Now I'm at the first Iteration (ok, is only the first one), but is it ok that kind of results at this step or there is something wrong?
--------------------------------------------------
Iteration 1
Train on 33229 samples, validate on 3693 samples
Epoch 1/5
33229/33229 [==============================] - 4233s - loss: 2.9667 - acc: 0.2423 - val_loss: 2.6717 - val_acc: 0.2999
Epoch 2/5
33229/33229 [==============================] - 4299s - loss: 2.6127 - acc: 0.3124 - val_loss: 2.5249 - val_acc: 0.3222
Epoch 3/5
33229/33229 [==============================] - 4335s - loss: 2.5537 - acc: 0.3208 - val_loss: 2.4999 - val_acc: 0.3258
Epoch 4/5
33229/33229 [==============================] - 4225s - loss: 2.5241 - acc: 0.3248 - val_loss: 2.5127 - val_acc: 0.3242
Epoch 5/5
33229/33229 [==============================] - 4073s - loss: 2.5072 - acc: 0.3270 - val_loss: 2.4975 - val_acc: 0.3263
Q English icty of Coventry in 2008, was...
A English city of Coventry in 2008, was...
X toe ee.....
---
Q He hoped leftwingers would respect his..
A He hoped leftwingers would respect his..
X The e.....
---
Q "The unexpected rebound will help to....
A "The unexpected rebound will help to....
X toe e......
---
Q straight games..........................
A straight games..........................
X tee eee...........................
---
Q 1,234 U.S. residents age 21 and older,..
A 1,234 U.S. residents age 21 and older,..
X The e.....
---
Q W edon't even know what's in the next...

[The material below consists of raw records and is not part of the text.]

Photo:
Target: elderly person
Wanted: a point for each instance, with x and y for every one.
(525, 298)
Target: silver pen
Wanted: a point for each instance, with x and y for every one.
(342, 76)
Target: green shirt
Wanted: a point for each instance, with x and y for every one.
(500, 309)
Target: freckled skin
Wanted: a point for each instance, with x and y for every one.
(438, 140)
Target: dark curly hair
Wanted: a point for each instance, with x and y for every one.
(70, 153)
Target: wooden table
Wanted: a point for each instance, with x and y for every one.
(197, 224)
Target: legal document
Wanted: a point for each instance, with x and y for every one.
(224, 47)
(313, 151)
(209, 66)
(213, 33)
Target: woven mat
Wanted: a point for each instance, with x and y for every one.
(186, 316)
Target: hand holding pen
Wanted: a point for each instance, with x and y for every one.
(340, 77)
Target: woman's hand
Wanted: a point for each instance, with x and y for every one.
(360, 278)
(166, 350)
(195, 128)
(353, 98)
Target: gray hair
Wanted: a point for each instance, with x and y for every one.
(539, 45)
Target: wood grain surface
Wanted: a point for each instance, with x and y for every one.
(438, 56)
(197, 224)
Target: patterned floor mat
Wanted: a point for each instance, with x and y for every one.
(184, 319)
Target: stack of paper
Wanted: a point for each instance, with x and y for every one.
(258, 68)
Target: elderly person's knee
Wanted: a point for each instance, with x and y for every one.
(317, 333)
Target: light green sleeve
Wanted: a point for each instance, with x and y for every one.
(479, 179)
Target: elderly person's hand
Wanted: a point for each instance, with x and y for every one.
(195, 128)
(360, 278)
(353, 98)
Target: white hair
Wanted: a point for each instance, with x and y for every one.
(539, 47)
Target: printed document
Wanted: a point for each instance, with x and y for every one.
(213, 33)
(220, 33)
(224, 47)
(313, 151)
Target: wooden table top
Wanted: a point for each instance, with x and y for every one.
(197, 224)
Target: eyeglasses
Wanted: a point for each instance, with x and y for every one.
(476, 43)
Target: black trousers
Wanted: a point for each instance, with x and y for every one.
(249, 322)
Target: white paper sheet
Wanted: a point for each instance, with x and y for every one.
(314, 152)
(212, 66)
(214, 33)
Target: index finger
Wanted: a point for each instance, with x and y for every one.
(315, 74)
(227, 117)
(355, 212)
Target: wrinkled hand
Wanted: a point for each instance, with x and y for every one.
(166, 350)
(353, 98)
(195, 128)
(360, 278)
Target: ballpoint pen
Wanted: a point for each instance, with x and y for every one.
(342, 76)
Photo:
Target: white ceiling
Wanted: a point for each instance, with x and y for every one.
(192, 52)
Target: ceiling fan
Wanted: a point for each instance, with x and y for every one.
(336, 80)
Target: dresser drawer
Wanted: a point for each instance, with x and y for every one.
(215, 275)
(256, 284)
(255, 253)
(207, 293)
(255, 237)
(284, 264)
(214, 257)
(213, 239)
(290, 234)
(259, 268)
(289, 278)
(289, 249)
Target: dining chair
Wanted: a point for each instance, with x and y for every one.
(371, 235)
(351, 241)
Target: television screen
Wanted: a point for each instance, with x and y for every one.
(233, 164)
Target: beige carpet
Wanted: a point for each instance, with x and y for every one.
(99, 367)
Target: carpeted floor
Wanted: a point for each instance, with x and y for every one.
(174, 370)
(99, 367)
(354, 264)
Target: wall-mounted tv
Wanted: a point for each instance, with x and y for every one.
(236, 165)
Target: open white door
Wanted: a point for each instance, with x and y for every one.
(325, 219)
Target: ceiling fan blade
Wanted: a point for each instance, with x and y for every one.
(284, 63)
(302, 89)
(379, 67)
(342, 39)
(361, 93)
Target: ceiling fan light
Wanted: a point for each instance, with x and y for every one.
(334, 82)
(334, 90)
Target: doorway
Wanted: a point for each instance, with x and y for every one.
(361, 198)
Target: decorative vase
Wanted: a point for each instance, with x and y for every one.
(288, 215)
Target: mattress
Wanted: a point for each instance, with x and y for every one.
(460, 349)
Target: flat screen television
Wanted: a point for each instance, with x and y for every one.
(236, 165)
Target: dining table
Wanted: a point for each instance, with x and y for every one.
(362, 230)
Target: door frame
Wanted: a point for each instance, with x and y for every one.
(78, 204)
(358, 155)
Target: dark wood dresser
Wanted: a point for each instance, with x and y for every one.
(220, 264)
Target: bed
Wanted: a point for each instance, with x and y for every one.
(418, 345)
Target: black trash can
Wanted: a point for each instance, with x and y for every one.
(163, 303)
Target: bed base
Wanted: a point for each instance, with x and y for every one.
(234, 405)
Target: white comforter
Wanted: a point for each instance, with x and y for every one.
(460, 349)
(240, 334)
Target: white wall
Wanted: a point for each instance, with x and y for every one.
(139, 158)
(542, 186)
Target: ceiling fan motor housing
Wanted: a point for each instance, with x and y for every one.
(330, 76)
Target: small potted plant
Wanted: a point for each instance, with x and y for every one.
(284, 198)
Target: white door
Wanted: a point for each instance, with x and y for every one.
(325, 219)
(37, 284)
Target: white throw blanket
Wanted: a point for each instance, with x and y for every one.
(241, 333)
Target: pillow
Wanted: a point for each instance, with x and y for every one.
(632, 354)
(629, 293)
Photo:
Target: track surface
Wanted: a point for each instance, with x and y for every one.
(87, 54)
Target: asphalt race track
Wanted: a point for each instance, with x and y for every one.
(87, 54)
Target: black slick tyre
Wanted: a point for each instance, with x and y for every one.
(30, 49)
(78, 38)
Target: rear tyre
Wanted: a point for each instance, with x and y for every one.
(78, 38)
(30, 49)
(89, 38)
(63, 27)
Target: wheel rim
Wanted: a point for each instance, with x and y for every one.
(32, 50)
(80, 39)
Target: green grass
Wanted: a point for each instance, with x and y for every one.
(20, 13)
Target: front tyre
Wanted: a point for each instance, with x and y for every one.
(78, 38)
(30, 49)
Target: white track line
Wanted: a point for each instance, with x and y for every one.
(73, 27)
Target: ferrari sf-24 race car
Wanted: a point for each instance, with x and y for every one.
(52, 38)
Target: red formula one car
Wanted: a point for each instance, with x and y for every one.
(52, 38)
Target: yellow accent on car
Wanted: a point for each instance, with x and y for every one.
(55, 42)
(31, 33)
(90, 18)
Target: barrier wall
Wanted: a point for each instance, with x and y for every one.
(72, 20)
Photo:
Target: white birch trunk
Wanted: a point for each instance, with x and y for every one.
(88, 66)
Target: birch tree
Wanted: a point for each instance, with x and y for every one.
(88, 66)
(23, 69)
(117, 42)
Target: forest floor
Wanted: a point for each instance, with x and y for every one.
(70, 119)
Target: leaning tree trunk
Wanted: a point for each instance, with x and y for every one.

A We don't even know what's in the next...
X toe ee.....
---
Q to quit.................................
A to quit.................................
X teeee...................................
---
Q to give these answers as the ploice.....
A to give these answers as the police.....
X toe e.......
---
Q Uzoh and Quinton Ross, swingmyan........
A Uzoh and Quinton Ross, swingman.........
X toe e..........
---
Q her bank accont had been a repository...
A her bank account had been a repository..
X toe ee.....
---
I've added only these patches to the code due to some error on utf-8 encoding

but I guess didn't broken anything...
I'm trying on a "poor" Mac i7, later on I'll move to AWS p2.xlarge but first of all I would like to see if everything is working properly. Thank you! Best
Luca
It actually looks ok for a first iteration. May the network be ever converging in your favor.
Ok thank you @MajorTal ! I would like to train on Italian language corpus. Do you think Google 5-gram Italian corpus could be ok to train ? It's not so easy to find millions of news corpus in Italian to train... Thank you!